2018-08-01 20:56:16,198 [EE-ManagedScheduledExecutorService-TasksExecutor-Thread-8] INFO c.i.p.d.e.ServiceDetectionListenerImpl - Service {URI=https://10.3.0.16:8415/redfish/v1, type=PSME, UUID=8b8a43dc-8ca3-11e8-9e02-17983f95fdb3} detected

2018-08-01 20:56:25,802 [EE-ManagedScheduledExecutorService-TasksExecutor-Thread-6] INFO c.i.p.d.external.DiscoveryRunner - Polling data from ExternalService {UUID=8b8a43dc-8ca3-11e8-9e02-17983f95fdb3, baseUri=https://10.3.0.16:8415/redfish/v1, type=PSME, unreachableSince=2018-08-01T20:56:02.909} finished

2018-08-01 20:56:26,608 [EE-ManagedScheduledExecutorService-default-Thread-1] INFO c.i.p.d.e.ServiceRemovalTask$Remover[ServiceLifecycle] - ExternalService {UUID=8b8a43dc-8ca3-11e8-9e02-17983f95fdb3, baseUri=https://10.3.0.16:8415/redfish/v1, type=PSME, unreachableSince=2018-08-01T20:56:02.909} is unreachable longer than PT0S - will be evicted.

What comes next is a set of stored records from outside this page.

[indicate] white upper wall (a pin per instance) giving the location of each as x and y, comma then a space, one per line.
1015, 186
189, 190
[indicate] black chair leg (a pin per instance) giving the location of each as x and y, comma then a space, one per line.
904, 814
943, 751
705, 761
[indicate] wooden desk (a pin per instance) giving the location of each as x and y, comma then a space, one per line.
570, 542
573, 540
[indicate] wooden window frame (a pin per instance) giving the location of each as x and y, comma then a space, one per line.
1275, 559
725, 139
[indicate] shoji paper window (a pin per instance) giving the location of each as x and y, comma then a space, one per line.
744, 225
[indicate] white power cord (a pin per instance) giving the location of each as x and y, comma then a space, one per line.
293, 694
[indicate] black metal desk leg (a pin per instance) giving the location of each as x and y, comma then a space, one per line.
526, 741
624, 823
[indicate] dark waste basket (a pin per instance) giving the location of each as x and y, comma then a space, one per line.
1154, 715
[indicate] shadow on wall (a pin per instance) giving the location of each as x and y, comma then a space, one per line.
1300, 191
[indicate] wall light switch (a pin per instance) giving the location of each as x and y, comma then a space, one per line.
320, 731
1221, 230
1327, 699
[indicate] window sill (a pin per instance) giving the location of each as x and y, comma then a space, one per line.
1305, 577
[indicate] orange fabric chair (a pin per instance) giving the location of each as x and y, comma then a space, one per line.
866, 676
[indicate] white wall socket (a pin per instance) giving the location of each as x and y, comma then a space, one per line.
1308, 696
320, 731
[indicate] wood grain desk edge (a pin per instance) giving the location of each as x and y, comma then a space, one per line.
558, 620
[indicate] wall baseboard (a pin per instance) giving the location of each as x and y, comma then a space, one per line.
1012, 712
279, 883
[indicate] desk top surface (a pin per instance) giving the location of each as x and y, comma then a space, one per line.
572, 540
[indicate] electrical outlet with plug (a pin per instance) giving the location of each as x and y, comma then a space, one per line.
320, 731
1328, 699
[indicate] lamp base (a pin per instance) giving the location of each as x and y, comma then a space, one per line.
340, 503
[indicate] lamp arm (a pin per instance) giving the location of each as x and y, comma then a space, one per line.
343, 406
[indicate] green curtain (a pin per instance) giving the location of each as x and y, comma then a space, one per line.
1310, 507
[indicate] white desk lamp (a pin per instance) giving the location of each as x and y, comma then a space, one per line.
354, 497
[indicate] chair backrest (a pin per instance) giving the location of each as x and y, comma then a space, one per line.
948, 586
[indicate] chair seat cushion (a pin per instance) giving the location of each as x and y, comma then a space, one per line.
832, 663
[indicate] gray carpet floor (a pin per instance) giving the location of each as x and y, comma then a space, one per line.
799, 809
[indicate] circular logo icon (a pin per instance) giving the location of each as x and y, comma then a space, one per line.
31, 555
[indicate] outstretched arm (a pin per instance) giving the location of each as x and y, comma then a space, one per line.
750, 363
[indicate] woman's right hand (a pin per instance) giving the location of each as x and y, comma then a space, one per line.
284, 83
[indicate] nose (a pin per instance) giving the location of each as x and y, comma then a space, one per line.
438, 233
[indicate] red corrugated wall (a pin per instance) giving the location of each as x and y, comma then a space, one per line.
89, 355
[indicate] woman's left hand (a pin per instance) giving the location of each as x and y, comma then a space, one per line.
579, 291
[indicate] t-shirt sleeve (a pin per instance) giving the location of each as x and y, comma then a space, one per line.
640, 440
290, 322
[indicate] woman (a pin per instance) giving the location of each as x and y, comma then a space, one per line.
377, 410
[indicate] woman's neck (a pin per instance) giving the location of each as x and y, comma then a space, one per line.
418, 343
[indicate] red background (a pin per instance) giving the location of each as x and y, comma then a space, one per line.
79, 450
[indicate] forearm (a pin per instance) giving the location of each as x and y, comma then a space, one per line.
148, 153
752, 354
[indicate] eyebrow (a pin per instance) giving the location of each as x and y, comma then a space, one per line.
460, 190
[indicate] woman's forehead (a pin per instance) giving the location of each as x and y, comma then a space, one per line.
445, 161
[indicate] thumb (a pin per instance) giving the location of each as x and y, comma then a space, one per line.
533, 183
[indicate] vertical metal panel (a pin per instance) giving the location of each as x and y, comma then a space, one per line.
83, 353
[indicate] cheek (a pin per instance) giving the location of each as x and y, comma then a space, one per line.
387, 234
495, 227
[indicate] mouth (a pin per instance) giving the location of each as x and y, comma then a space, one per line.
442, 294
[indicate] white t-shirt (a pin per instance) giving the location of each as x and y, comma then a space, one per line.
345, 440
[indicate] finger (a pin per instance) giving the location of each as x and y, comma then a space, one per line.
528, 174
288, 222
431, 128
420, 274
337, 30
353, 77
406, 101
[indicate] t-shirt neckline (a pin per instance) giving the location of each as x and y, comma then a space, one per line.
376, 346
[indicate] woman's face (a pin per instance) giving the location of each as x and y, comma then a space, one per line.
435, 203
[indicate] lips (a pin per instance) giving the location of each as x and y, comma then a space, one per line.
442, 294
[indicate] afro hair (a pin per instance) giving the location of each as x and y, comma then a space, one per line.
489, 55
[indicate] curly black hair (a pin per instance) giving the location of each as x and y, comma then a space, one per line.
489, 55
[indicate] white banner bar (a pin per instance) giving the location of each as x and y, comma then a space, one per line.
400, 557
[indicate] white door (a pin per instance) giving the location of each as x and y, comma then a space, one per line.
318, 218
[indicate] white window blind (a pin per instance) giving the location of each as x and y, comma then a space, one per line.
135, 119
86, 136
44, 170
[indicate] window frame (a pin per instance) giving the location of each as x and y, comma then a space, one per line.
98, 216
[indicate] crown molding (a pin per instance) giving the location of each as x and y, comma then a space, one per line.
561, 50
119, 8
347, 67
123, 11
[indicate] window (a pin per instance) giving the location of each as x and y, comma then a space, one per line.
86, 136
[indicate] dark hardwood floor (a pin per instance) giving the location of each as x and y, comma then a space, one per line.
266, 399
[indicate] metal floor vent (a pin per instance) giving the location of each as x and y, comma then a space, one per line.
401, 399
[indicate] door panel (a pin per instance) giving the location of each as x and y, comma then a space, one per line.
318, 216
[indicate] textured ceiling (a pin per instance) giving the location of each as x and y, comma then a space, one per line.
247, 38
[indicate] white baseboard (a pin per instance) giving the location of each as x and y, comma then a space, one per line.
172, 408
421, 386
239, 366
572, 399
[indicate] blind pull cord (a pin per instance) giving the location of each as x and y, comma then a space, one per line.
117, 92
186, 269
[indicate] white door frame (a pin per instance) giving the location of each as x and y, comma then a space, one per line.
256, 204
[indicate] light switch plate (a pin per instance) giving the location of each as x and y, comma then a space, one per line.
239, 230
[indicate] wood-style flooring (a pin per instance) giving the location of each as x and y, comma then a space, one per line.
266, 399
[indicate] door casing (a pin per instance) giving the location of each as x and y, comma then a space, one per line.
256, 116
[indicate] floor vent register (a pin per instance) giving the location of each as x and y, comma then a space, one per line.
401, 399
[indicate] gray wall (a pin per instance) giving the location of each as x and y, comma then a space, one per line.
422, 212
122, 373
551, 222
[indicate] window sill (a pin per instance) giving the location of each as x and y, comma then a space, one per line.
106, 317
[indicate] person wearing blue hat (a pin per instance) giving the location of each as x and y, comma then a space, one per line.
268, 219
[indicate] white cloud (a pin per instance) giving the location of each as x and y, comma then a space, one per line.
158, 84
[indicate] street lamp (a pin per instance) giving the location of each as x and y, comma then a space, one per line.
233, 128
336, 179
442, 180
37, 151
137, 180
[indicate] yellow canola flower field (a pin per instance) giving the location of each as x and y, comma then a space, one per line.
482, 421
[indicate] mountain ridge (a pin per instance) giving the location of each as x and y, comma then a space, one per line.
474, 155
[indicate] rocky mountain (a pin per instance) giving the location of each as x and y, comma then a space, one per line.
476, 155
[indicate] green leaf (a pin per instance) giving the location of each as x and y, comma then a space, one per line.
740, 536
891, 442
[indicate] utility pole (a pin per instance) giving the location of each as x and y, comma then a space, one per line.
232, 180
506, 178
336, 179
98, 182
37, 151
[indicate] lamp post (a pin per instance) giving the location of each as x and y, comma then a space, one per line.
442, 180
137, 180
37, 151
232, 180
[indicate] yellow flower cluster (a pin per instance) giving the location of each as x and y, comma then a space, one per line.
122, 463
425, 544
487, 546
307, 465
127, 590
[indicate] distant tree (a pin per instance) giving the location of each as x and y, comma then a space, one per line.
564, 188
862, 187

RobertCMa commented 6 years ago

Hi @rwleea,

As there is no activity for a while, will conclude this issue by end of the week. Thanks.

RobertCMa commented 6 years ago

Hi @rwleea ,

Conclude this issue as no activities for a while. New issues can be raised for the investigation. Thanks.